Era de noche. La barra a tope. En una esquina dos clientes habituales de la casa, ambos consejeros de la Junta de Andalucía. Él y ella. Hablaban muy bajito.

 

Que sí, que vale, que ya tenemos terrazas y salones, pero nos gusta la proximidad e, incluso, si me permiten la paradoja, esa cercanía que nos proporciona una barra empetada, la mejor fórmula para pasar desapercibido; hasta para tener cierta intimidad. El bullicio ahoga nuestras palabras dándoles privacidad.

 

Lo que les cuento a continuación sucedió en la mía hace casi veinte años. Era de noche. La barra a tope. En una esquina dos clientes habituales de la casa, ambos consejeros de la Junta de Andalucía. Él y ella. Hablaban muy bajito. El gesto grave. Él le estaba explicando algo y ella negaba silenciosamente con su cabeza bajando la mirada hasta que sus lágrimas ganaron la partida e inundaron sus ojos. Siempre en silencio y discretamente.
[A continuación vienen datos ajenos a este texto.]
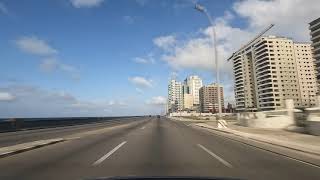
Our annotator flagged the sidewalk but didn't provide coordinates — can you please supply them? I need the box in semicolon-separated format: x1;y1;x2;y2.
195;122;320;156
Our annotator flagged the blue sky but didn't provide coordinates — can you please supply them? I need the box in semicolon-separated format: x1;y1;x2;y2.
0;0;320;117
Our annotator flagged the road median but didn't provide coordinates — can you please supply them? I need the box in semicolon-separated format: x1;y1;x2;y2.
193;123;320;166
0;138;65;158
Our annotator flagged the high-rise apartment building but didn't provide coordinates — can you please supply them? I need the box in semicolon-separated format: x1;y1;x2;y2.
167;79;183;112
309;18;320;93
199;84;224;113
184;76;202;106
183;93;193;110
229;36;317;111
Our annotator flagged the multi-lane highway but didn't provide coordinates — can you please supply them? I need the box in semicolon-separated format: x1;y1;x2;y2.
0;117;320;180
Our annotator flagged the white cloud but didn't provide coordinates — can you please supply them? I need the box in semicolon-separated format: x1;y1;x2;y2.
0;91;15;102
129;76;153;88
153;35;176;50
70;0;104;8
154;0;320;105
40;58;80;80
146;96;167;105
233;0;320;41
0;2;9;14
133;53;155;64
123;16;135;24
0;84;165;118
136;88;143;94
136;0;148;6
15;36;58;56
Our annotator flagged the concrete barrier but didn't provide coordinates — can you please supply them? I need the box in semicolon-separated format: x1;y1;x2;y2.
306;107;320;136
237;99;299;129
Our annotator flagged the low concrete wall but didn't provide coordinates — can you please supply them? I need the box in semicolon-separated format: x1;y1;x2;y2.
238;112;294;129
306;107;320;136
237;99;299;129
169;112;234;117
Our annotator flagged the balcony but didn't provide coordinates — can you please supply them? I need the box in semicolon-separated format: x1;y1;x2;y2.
256;69;271;77
255;44;268;54
254;40;267;48
233;66;242;71
256;61;270;71
255;51;269;60
257;74;271;82
254;57;269;66
311;35;320;42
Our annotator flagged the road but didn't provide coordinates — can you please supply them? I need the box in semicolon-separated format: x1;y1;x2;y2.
0;118;320;180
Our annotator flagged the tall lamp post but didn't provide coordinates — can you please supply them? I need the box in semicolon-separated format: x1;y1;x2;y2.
195;4;222;119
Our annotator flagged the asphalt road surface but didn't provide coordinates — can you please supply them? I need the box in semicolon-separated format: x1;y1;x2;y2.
0;117;320;180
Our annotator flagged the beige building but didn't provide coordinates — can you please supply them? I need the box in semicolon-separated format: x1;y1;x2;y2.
199;84;224;113
229;36;316;111
309;18;320;90
167;79;183;112
184;76;202;105
183;94;193;110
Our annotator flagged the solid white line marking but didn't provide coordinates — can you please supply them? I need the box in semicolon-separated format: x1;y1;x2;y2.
198;144;232;168
92;141;127;166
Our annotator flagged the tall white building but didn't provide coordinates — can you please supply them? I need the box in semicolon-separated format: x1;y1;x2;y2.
167;79;183;112
309;17;320;91
230;36;317;111
184;76;202;106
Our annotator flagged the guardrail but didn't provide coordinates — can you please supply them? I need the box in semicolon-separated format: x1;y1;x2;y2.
0;116;140;132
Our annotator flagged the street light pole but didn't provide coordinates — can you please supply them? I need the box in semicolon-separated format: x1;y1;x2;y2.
195;4;222;119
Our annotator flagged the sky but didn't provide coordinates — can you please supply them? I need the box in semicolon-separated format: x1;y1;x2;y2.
0;0;320;118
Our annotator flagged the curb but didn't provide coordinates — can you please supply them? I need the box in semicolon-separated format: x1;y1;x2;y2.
195;124;320;156
0;138;65;158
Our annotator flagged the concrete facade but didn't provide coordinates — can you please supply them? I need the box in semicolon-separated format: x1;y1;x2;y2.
183;94;193;109
184;76;202;105
309;18;320;93
230;36;317;111
199;84;224;113
167;79;183;112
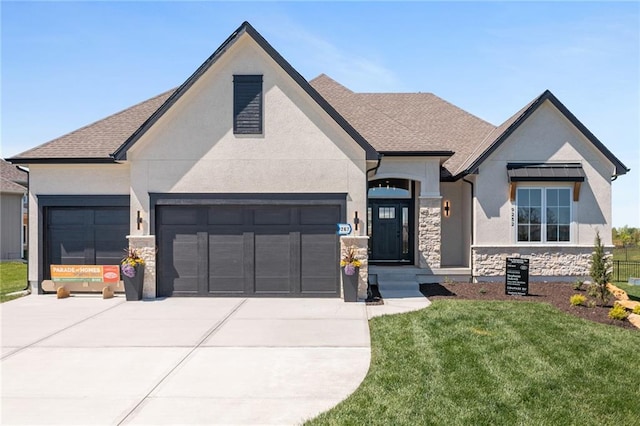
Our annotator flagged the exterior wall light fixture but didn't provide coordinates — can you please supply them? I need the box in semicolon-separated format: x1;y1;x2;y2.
442;200;451;217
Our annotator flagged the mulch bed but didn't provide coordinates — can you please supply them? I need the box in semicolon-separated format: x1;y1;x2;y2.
420;282;639;330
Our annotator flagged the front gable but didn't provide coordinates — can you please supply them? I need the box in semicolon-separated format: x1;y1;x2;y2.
127;33;367;192
113;22;377;165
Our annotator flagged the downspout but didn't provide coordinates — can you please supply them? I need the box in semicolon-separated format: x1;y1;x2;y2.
366;154;384;177
462;178;475;282
16;166;31;293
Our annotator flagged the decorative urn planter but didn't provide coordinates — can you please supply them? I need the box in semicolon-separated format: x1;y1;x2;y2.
122;265;144;300
340;265;360;302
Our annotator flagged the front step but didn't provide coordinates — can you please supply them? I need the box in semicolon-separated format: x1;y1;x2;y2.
369;265;471;284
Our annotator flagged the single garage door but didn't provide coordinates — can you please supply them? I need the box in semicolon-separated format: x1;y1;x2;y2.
156;205;341;297
43;207;129;279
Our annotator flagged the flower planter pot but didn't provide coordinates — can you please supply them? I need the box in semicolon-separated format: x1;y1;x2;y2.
340;268;360;302
122;265;144;300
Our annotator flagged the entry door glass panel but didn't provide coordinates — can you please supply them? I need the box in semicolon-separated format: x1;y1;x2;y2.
368;200;412;262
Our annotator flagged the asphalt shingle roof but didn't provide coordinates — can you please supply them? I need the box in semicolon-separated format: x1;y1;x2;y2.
14;89;175;159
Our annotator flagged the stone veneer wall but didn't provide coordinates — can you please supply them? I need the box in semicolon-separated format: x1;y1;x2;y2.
127;235;157;299
472;246;593;278
340;236;369;299
418;197;442;269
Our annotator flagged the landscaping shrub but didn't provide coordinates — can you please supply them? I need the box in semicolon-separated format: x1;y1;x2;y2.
609;305;629;321
569;294;587;306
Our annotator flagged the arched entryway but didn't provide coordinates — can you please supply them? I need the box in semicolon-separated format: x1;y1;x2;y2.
367;178;415;265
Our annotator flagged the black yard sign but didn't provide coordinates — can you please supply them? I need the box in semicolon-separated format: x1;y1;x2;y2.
505;257;529;296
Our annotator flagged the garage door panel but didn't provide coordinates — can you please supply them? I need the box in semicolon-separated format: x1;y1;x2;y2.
158;228;198;296
209;235;246;293
253;206;291;225
300;206;340;226
300;234;338;293
160;206;198;225
208;206;244;225
255;233;291;293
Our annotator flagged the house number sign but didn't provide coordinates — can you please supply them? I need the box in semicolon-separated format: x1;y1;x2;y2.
337;223;351;235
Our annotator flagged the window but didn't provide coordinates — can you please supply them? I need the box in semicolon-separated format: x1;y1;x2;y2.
516;188;571;242
233;75;262;135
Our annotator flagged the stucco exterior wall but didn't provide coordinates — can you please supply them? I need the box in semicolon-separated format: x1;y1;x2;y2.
440;180;471;267
475;102;613;250
127;35;367;235
0;192;23;260
28;164;130;288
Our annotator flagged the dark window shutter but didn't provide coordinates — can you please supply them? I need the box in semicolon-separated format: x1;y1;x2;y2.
233;75;262;135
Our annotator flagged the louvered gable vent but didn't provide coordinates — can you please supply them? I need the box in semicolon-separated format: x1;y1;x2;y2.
233;75;262;135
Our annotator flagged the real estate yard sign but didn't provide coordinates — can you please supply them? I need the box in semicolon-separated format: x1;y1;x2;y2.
505;257;529;296
51;265;120;283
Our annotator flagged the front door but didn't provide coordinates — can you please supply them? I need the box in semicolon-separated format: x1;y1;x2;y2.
369;199;413;263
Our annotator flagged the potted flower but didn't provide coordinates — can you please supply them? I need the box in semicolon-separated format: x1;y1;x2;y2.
120;248;144;300
340;246;361;302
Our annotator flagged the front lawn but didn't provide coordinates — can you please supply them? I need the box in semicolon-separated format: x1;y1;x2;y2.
0;262;27;303
308;300;640;425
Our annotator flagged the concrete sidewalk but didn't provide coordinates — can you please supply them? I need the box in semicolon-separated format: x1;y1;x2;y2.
0;296;370;425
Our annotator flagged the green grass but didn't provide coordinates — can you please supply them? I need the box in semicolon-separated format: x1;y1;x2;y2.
307;300;640;425
0;262;27;303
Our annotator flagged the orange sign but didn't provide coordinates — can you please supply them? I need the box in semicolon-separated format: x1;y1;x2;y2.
51;265;120;283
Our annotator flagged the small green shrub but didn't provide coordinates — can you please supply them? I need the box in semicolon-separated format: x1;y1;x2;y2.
587;284;598;299
609;305;629;321
569;294;587;306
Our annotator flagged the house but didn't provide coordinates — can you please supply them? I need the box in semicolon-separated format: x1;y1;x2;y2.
10;22;628;298
0;159;29;260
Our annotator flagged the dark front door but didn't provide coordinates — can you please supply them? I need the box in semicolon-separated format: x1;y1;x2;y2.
369;199;413;263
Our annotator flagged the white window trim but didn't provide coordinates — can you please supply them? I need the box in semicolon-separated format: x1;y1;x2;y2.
511;184;575;246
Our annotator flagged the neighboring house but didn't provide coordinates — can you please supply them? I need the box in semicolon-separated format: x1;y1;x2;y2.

Nadie se estaba apercibiendo de lo que pasaba.

 

Yo sí, claro, tabernero curtido en mil y un embates. Los miraba de reojo. A simple vista podría pasar por una pelea de amantes, una discusión velada, como tantas otras he visto desde detrás del mostrador. Pero no. Los conocía de sobra y sabía que no era el caso.

 

Él seguía musitando no sé qué palabras y ella, poco a poco, recobraba la serenidad con la misma discreción con que la perdió. Cesó la conversación, se dedicaron un par de sonrisas y se despidieron hasta el lunes –era viernes.

 

Aquella escena se perdió rápidamente entre mis pensamientos, que por aquellos días estaban muy inquietos; mi madre estaba bastante enferma, con altibajos. Tenía cáncer linfático. La quimioterapia le eliminó los múltiples tumores activos pero dañó irreparablemente su aparato circulatorio.

 

La operaron de urgencia y no superó el despertar. Fue muy duro para nosotros, pero nos quedó el consuelo de que también fue muy rápido. No sufrió.

 

A la mañana siguiente, en la sala del tanatorio, nos traen el ABC abierto por la página de la esquela de mi madre. Me quedé helado. La de ella ya la esperaba, la habíamos encargado mis hermanos y yo. La que estaba junto a la de ella no. Fue como un guantazo inesperado. Correspondía a él, al consejero de  mi barra. Los dos nos dejaron el mismo día: mi madre y él. Ambos de cáncer. Y yo descubrí que los que estaban compartiendo –meses antes–  los dos cargos públicos en mi barra no era amor, ni desamor, ni secretos políticos, sino una terrible confesión.